When the banks of the ponds throughout their neighborhood started falling in, the residents of Heritage Landing banded together to fix it.
They hired hydrologist and erosion control expert Gary Moody with W.I.S.E. Hydrology in Knoxville to fix the five ponds, and today they are thriving and the residents and aquatic life are living in harmony.
The problem originated several years ago as the grass and other landscaping plants surrounding the pond banks were cut short, Mr. Moody said. While it may have looked nicer, the short grass allowed wind and water to cause waves to dig steep cuts into the banks.
“The banks were failing, and homes were sitting on those banks,” he said. “One home was about to slide into the pond.”
The problems with the five ponds in Heritage Landing escalated as the animals and fish living in and around the ponds multiplied. Beavers and muskrats — water-dwelling mammals that like to build their homes in or near banks — caused problems in the ponds.
Grass clippings and other landscaping that was blown into the ponds aggravated the nutrient balance in the water, Mr. Moody said. All these factors combined to cause big problems for the ponds, and especially the banks.
“This erosion had also caused a serious deterioration in the water quality of the ponds themselves,” said George Kangles, president of Walldorf Property Management Co., the business that manages Heritage Landing. “The original design of the ponds was stormwater control and a complete ecosystem replete with aquatic life, birds and plant materials, and the result was almost akin to a conservation area.”
That was 2007. All the original work on the ponds was finished last year, and after allowing the flowers, shrubs and trees a year to establish themselves, Mr. Moody came back in September to see how it all looked.

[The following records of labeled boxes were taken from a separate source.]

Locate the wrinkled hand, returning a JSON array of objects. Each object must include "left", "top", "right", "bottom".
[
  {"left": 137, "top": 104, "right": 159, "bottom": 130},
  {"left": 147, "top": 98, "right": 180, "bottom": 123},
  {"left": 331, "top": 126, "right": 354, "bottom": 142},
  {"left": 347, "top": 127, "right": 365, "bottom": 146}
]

He was pleased that rain and temperatures had cooperated to produce noticeable growth along the ponds’ shores.
The homeowners of Heritage Landing, a private, gated community on the North Shore, paid more than $500,000 to have the banks restored and the ponds returned to state they were in before the problems began. About 600 people live in the 228 condos and 13 homes that make up the 100 acre-community of Heritage Landing. The homeowners footed the cost, which was not a part of the normal operating budget of the homeowner’s association.
As part of fixing the ponds, Mr. Moody and his crew put in rock at the edge of the water, put in vegetation above that and covered a pipe feeding from the Tennessee River with a cage to keep large mammals out.
“Those ponds get a lot of visitors,” Mr. Moody said.
Pat O’Brien, who is on the board of Heritage Landing’s homeowners association, led the effort to repair the ponds. He is extremely pleased with the outcome, and gives much of the credit for the ponds’ repairs to Mr. Kangles, whom he said worked with residents for a positive outcome.
Today the ponds and areas surrounding them no longer resemble a golf course, which is what residents were used to, and instead have a more natural look. The process has required some education and an adjustment for residents, Mr. Kangles said.
“By 2010, the bank appearance should be much improved with natural plant material, wild flowers and in general, a very nice looking area,” he said. “The water quality has already improved greatly with signs of new substantial fish and frog stocks in the ponds.”